Enfin, la Commission européenne rappelle que la TTF n'affectera pas significativement l'accès des entreprises européennes aux capitaux, dans la mesure où ces dernières se financent à 70% en dehors des marchés financiers.
4. La TTF européenne s'appliquera aux acheteurs et aux vendeurs à chaque étape de la transaction. Cette taxation en cascade mènera à la ruine de la place parisienne et des investisseurs européens :
Faux. La directive ne s'appliquera qu'aux contreparties finales, c'est-à-dire l'acheteur final et le vendeur initial. Ainsi les institutions financières jouant un simple rôle d'intermédiaire dans une transaction ne seront pas taxées. La Commission européenne répondait déjà à cette objection dans un article publié par le journal « les Echos » le 12 mars 2013.
5. La taxe sur les transactions financières va réduire la liquidité des marchés financiers et portera atteinte aux marchés au sens large :
Faux. Cet argument est obsolète, dans la mesure où les marchés sont aujourd'hui confrontés à une surliquidité. En 1990, le volume global des transactions financières était 15 fois plus important que le PIB mondial. En 2010 ce montant atteignait 67 fois le PIB mondial, preuve que la finance actuelle s'écarte de plus en plus de l'économie réelle.

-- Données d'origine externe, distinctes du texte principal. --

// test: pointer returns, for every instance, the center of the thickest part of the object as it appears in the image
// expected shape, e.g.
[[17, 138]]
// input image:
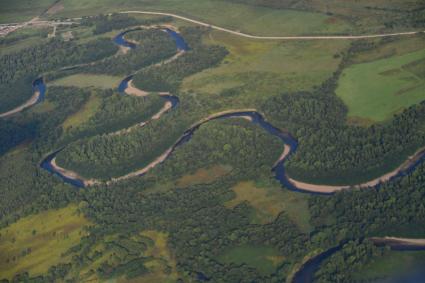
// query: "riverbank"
[[33, 100], [329, 189]]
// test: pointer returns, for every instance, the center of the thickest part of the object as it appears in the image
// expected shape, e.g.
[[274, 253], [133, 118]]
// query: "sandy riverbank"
[[33, 100], [372, 183]]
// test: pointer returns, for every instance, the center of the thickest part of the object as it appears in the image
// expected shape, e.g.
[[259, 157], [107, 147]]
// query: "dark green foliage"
[[330, 151], [344, 264], [168, 77], [105, 156], [19, 69], [155, 47], [13, 133], [117, 112]]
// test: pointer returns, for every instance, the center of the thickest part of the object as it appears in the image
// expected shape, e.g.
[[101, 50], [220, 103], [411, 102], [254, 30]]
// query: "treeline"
[[248, 148], [106, 23], [330, 151], [155, 47], [19, 69], [105, 156], [54, 54], [116, 112], [168, 77]]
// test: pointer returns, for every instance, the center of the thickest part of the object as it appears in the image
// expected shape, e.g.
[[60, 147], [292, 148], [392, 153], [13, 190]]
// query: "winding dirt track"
[[301, 186], [313, 37]]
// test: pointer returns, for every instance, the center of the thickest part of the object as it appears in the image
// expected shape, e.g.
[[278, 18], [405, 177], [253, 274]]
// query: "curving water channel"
[[290, 143], [306, 273], [38, 90]]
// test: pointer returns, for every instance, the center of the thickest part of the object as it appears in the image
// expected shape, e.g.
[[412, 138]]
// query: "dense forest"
[[107, 156], [330, 151], [193, 220], [168, 77], [114, 113], [19, 69]]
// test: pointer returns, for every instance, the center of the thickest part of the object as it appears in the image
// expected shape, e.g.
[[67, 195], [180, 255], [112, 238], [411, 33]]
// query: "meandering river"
[[306, 273], [289, 142]]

Enfin, la TTF européenne, à l'inverse de la TTF française, s'appliquera réellement aux transactions à haute fréquence qui, comme le reconnaissent les professionnels du secteur, ont un impact destructeur sur les marchés financiers. Le trading à haute fréquence augmente considérablement la volatilité des prix et crée l'instabilité économique. Il est par exemple responsable du Flash Krach du 6 mai 2010 : en une vingtaine de minutes, un trader avait vendu 75 000 actions pour une valeur de 4,1 milliards de dollars.
Cette vente a engendré une perte de valeur monumentale des actifs et incité les autres traders réalisant ce type de transactions à vendre très rapidement. Cet effet domino a entraîné une chute exponentielle des actions américaines, certaines jusqu'au centime de dollar, et leur brusque remontée. Par ailleurs, il réduit la liquidité des marchés car, suite à une simple erreur d'algorithme, il peut conduire de nombreux traders à fuir les marchés électroniques en quelques minutes.
6. La TTF européenne mènera à la délocalisation des gestionnaires d'actifs français au profit de places hors TTF comme Londres ou le Luxembourg :
Faux. Le ministre des Finances Pierre Moscovici et ses homologues européens ont requis l'application du dispositif américain FATCA aux pays européens. Le dispositif FATCA (Foreign Account Tax Compliance Act) permet de taxer les comptes des Français à Londres, Luxembourg ou ailleurs. Dès lors, pourquoi les clients des gestionnaires d'actifs français iraient-ils ouvrir des comptes à Londres, dans la mesure où cela ne leur permettra pas d'échapper à la TTF ?
Rappelons que le dispositif FATCA américain est le plus efficace pour lutter contre l'évasion fiscale au monde. Les banques suisses ont toutes dû s'y soumettre car FATCA prévoit deux mesures si une banque ne collabore pas avec l'administration fiscale américaine. Celle-ci peut tout d'abord récupérer les sommes perdues en ponctionnant directement l'ensemble des paiements qui, avant d'être livrés à la banque étrangère, transite sur son territoire.
Enfin, elle peut interdire à cette banque étrangère tout échange commercial avec les ressortissants américains et/ou avec toute banque étrangère autorisée à commercer avec ces mêmes ressortissants. Les banques préfèrent par conséquent collaborer plutôt que de perdre leurs clients américains.